Much of Giovannitti’s presentation dealt with rural life, which provides what she called “three buckets” of “intrinsic value for people that doesn’t get talked about enough” – beautiful places, homesteads and a feeling where “community is a very special and palpable thing.”
The Claude Worthington Benedum Foundation focuses on philanthropy in West Virginia and southwestern Pennsylvania.
She pointed out the discrepancies between philanthropic money per capita, noting that from 2010 to 2014, some places, such as the Mississippi Delta and West Virginia, received a little more than $40 per person. In comparison, that number was about $4,000 in San Francisco.
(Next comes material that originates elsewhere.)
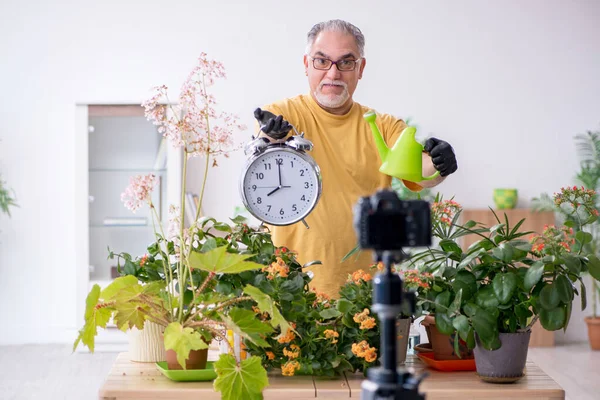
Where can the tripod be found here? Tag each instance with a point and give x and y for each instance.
(388, 382)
“This goes to show that the way those dollars flow has a bias towards cities and is creating its own level of disparity, and probably not seeking opportunities that exists in rural places that could have just as successful of outcomes,” Giovannitti said.
She would also like to see more federal money directed to rural communities for improvements such as updated broadband.
“But, I think, to really be impactful, it’s more than just money,” Giovannitti said. “The way we’ve been treating federal funds and the grant applications still disadvantages and creates a continuous disinvestment in rural communities. It’s hard for rural communities to come up with hundreds of thousands of dollars sometimes which is needed in cash match, just to get federal grants.”